Ein paar Wochen später war ich zwar wieder unheimlich müde, ich habe auch manchmal geheult, aber auch diesmal klappte es irgendwie. Und zwar nicht, weil ich Superkräfte habe oder eine Horde Nannys – nein, weil wir uns gemeinsam durchwurschelten, ich ab und zu Hilfe von Freunden annahm und mir selbst die Erlaubnis gab, dass 80 Prozent auch oft reichen. Ich machte Abstriche, improvisierte, stellte meine Bedürfnisse eine Weile lang hinten an – um dann ganz bewusst Auszeiten einzufordern. 

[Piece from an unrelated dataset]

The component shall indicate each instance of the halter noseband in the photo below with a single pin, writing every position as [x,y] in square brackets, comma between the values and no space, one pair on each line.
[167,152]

Auf das Leben mit einem Kind und eventuell auch mit mehreren kann einen keiner vorbereiten. Es gibt keinen Masterplan, kein Rezept, wie es funktioniert (Wenn ich es hätte, würde ich es teuer vermarkten und würde mit meiner Family in Südfrankreich leben.) Ich glaube, man muss sich einfach nur Zeit geben, in seine neuen Aufgaben reinzuwachsen. Es muss nicht von Anfang an perfekt laufen, auch später nicht – weil wir alle nicht perfekt sind. 

Was anfangs noch unlösbar erschien, wird irgendwann machbar – weil wir Routine darin bekommen und weil wir uns alle zurück ruckeln. Man wächst mit seinen Aufgaben – ich finde, der Spruch passt so gut. Ich wuppe jeden Tag mehr als ich kurz nach der Geburt meiner ersten Tochter dachte, dass ich wuppen könnte. Klar, einiges geht schief. Manchmal sogar viel. Dann müssen wir uns schütteln und das abhaken – meist ist es nämlich kein Weltuntergang. Und das nächste Mal versuchen wir es eben nochmal. 

Warum ich diesen Text schreibe? Weil um mich herum bald einige Geburten anstehen und die Mamas ängstlich sind, ob sie das alles schaffen. Denen möchte ich sagen: Du musst gar nicht alles schaffen. Und vorallem nicht von Anfang an. Jeden Tag ein kleines Stückchen ist schon toll – vertrau auf Dich und es wird schon werden. Morgen ist ein neuer Tag. Was heute nicht klappt, klappt vielleicht morgen. Oder übermorgen. Stress dich nicht. Du bist die beste Mutter für dein Kind! 

 

Foto: Leni Moretti 


1 comment

  1. Toll geschrieben
    Liebe Katharina,
    Danke für den tollen Text! So ist es. Ich miss gestehen, ich hatte die sorgen nur zum Teil vor der Geburt des kleinen. Ich hoffte einfach, es geht schon irgendwie und ich habe immer die Sicherheit Großeltern – einmal im Haus, einmal 2km entfernt mit Rentner-Opas. Das ist also ein ziemlicher Luxus. Dennoch ist es oft anstrengend und morgens im Kindergarten sind wir auch mal nach 9 Uhr. Aber es geht – wir geben eben nicht 100% und hetzen nicht der Uhr hinter her.